Tomemos Karl Barth como exemplo. O seu livro "Carta aos Romanos" (Fonte Editorial, 2002), que foi publicado em 1922, deu vida à nova teologia dialética e foi, para muitos, a obra teológica mais importante da primeira metade do século XX. O prefácio inicia com as frases: "Paulo falou aos seus contemporâneos como um filho do seu tempo. Mas muito mais importante do que essa verdade é esta outra: que ele fala, como profeta e apóstolo do Reino de Deus, a todos os homens de todos os tempos". [...] Toda a minha atenção esteve voltada para o fato de penetrar com o olhar no aspecto histórico segundo o espírito da Bíblia, que é o Espírito eterno". É preciso confrontar isso com o texto e com aquilo que se encontra nele até que o muro entre o primeiro século e o nosso se torne transparente, até que Paulo fale lá, e o homem escute aqui. [...] A questão hermenêutica é a questão do 'como': como devo compreendê-lo? A hermenêutica não dá respostas à questão do "por que": por que devo compreendê-lo? Ela pressupõe a resposta positiva.
"Por isso: por que fazemos esse esforço? Talvez porque o Novo Testamento é o documento fundador da tradição cristã e caracterizou a história da nossa cultura europeia? Porém, para isso, bastariam a pesquisa históricas sobre os documentos e a sua história dos efeitos no cristianismo. Talvez porque o Novo Testamento deve ser lido, explicado e pregado em toda liturgia da Igreja? Isto é verdade: o Novo Testamento não tem o seu 'Sitz im Leben' apenas na terra da Judeia de dois mil anos atrás, mas também nos altares e nos púlpitos das igrejas e nas mãos dos leitores de hoje. A palavra que suscita a fé, que motiva o amor e encoraja à esperança torna Cristo presente. Para compreender essa palavra, a exegese teológica e uma correspondente teologia eclesial do presente são necessárias. Mas tudo isso é suficiente? Agora, eu falo como teólogo: a ponte hermenêutica, que leva do Jesus histórico e do seu Evangelho a nós hoje, é a ponte sobre o rio Esquecimento. Ela é também a ponte sobre o rio daquilo que passa, porque, no fundo, é, em primeiro lugar e em definitivo, o rio do Jesus histórico ao Cristo presente. É a ponte da ressurreição, colocada sobre o abismo da morte. Só na força da sua ressuscitação da morte de cruz no ano 33, por obra de Deus, Jesus está hoje presente.
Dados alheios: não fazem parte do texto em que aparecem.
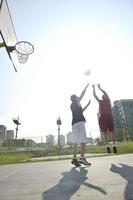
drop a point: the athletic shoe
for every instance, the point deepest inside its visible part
(114, 149)
(75, 162)
(84, 161)
(108, 150)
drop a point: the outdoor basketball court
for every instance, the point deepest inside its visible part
(17, 51)
(108, 178)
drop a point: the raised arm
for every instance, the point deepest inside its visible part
(94, 93)
(86, 105)
(103, 91)
(83, 92)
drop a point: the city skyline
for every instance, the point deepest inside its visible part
(69, 37)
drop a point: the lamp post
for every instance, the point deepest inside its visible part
(59, 123)
(16, 121)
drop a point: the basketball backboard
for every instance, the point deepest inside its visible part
(7, 31)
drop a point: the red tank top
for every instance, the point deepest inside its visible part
(104, 107)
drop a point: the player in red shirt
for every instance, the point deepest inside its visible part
(106, 123)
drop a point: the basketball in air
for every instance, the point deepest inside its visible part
(87, 72)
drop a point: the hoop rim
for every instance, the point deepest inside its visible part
(31, 46)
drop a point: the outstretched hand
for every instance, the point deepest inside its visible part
(98, 85)
(87, 85)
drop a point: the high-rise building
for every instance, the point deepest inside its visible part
(2, 133)
(123, 119)
(9, 134)
(50, 140)
(62, 140)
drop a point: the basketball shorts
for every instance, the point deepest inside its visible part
(106, 123)
(78, 134)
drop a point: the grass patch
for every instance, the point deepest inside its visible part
(7, 158)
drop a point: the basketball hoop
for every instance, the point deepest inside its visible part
(23, 50)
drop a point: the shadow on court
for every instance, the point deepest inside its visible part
(69, 184)
(127, 173)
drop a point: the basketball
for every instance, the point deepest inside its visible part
(87, 72)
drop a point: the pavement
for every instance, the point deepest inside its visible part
(109, 178)
(64, 157)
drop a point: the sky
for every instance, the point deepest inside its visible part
(69, 37)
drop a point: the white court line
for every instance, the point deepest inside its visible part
(13, 173)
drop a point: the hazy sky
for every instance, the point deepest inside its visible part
(69, 37)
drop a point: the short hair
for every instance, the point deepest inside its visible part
(73, 97)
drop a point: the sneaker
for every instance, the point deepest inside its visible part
(114, 149)
(84, 161)
(108, 150)
(75, 162)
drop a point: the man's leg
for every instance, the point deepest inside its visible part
(82, 159)
(75, 160)
(83, 146)
(106, 135)
(113, 140)
(75, 150)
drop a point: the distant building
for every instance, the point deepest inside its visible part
(62, 140)
(68, 138)
(123, 119)
(2, 133)
(9, 134)
(50, 140)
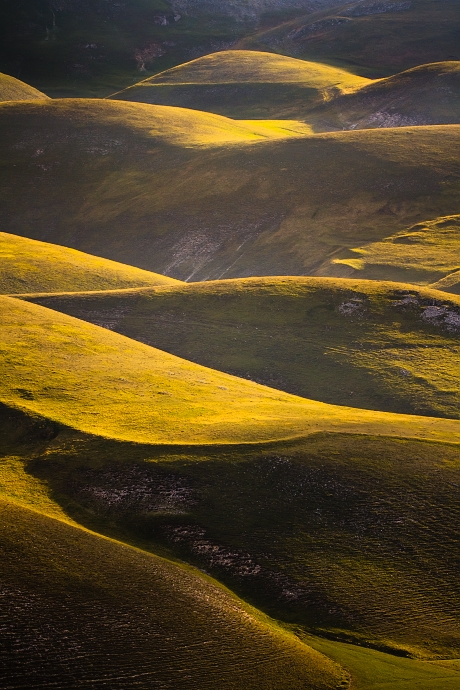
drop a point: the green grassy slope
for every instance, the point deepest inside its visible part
(243, 83)
(342, 535)
(373, 38)
(371, 670)
(30, 266)
(53, 364)
(427, 252)
(89, 48)
(80, 609)
(254, 205)
(425, 95)
(12, 89)
(382, 346)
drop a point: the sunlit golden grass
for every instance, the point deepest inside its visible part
(425, 95)
(373, 40)
(242, 83)
(342, 341)
(141, 616)
(170, 193)
(102, 383)
(31, 266)
(426, 253)
(236, 66)
(176, 126)
(12, 89)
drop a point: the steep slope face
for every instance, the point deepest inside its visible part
(344, 535)
(243, 83)
(94, 47)
(12, 89)
(53, 364)
(197, 196)
(427, 252)
(31, 266)
(376, 38)
(70, 597)
(425, 95)
(380, 346)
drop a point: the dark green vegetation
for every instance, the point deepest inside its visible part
(381, 346)
(372, 37)
(251, 84)
(425, 95)
(31, 266)
(245, 84)
(371, 670)
(137, 465)
(92, 47)
(12, 89)
(427, 252)
(348, 536)
(205, 197)
(71, 597)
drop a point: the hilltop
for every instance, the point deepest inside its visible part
(371, 37)
(427, 252)
(251, 84)
(54, 363)
(340, 534)
(32, 266)
(425, 95)
(82, 48)
(145, 619)
(246, 84)
(375, 345)
(12, 89)
(206, 197)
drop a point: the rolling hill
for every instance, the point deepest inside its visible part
(245, 84)
(12, 89)
(425, 95)
(302, 507)
(251, 84)
(375, 345)
(343, 535)
(53, 363)
(31, 266)
(427, 252)
(205, 197)
(80, 609)
(371, 37)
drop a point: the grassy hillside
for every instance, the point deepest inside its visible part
(253, 205)
(425, 95)
(427, 252)
(373, 38)
(31, 266)
(53, 364)
(73, 597)
(12, 89)
(243, 83)
(345, 536)
(91, 48)
(381, 346)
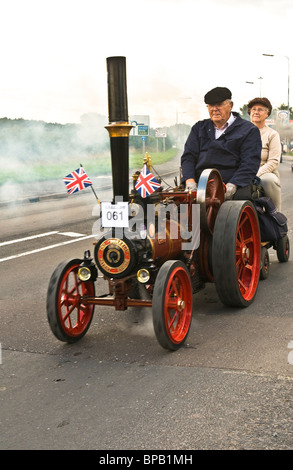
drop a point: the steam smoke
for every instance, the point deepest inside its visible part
(35, 155)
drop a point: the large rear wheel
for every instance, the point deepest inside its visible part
(236, 253)
(172, 304)
(69, 318)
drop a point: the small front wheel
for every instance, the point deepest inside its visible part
(69, 318)
(172, 304)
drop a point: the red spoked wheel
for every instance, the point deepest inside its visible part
(236, 253)
(69, 318)
(172, 304)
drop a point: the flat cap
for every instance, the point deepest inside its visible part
(262, 101)
(218, 94)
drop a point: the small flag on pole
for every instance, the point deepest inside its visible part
(146, 182)
(77, 180)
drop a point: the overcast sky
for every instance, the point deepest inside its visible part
(53, 55)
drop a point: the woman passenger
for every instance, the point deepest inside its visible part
(259, 110)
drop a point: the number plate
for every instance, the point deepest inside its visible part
(115, 215)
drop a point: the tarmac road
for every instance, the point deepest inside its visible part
(230, 387)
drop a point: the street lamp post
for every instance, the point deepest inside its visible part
(273, 55)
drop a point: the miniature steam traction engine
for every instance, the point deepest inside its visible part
(174, 242)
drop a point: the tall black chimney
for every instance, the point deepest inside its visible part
(118, 127)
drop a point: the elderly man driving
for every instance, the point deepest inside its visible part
(226, 142)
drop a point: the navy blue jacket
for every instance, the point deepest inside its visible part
(236, 153)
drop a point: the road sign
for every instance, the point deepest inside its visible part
(141, 125)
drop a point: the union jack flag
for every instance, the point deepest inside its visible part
(77, 180)
(146, 182)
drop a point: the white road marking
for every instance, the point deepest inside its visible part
(46, 248)
(71, 234)
(18, 240)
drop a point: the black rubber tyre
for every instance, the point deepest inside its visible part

"Se partimos da presença do Ressuscitado, então recordamos a vida, a obra e a morte de Jesus como 'a história de um vivente', justamente como os evangelistas relataram a sua vida e a paixão à luz da sua ressurreição. A ponte hermenêutica tem o seu fundamento nessa mudança indedutível e inesperada da morte à vida, que nós reconhecemos como ocorrida em Jesus Cristo: o seu fim temporal se tornou o seu início eterno. Sobre a ponte hermenêutica, percebemos a história da morte de Jesus Cristo na luz do futuro da vida.
"Olhemos para trás para o futuro passado de Cristo e vivamos no presente daquele que virá. Na história de morte dos historiadores, Jesus se torna 'histórico' e permanece estranho a nós. Na história de futuro da vida eterna, nós o compreendemos e até acendemos a chama da esperança sobre os cemitérios da história, porque Jesus não só ressuscitou da sua morte de cruz, mas ressuscitou 'dos mortos', também como o primogênito daqueles que adormeceram e como o autor da verdadeira vida.
"Desse modo, alcança-se o horizonte universal de que nos fala o Novo Testamento. No Cristo da Igreja há mais do que a Igreja: trata-se da vinda de Deus e do futuro do novo mundo da vida, que supera a morte. Compreendemos o que lemos? Quando Lemos o Novo Testamento e temos profunda inteligência dele, nos aproximamos de recordações surpreendentes e da luz ofuscante de uma grande esperança. Portanto, Filipe provavelmente tinha razão, quando, 'começando dessa passagem da Escritura, anunciou o Evangelho de Jesus'".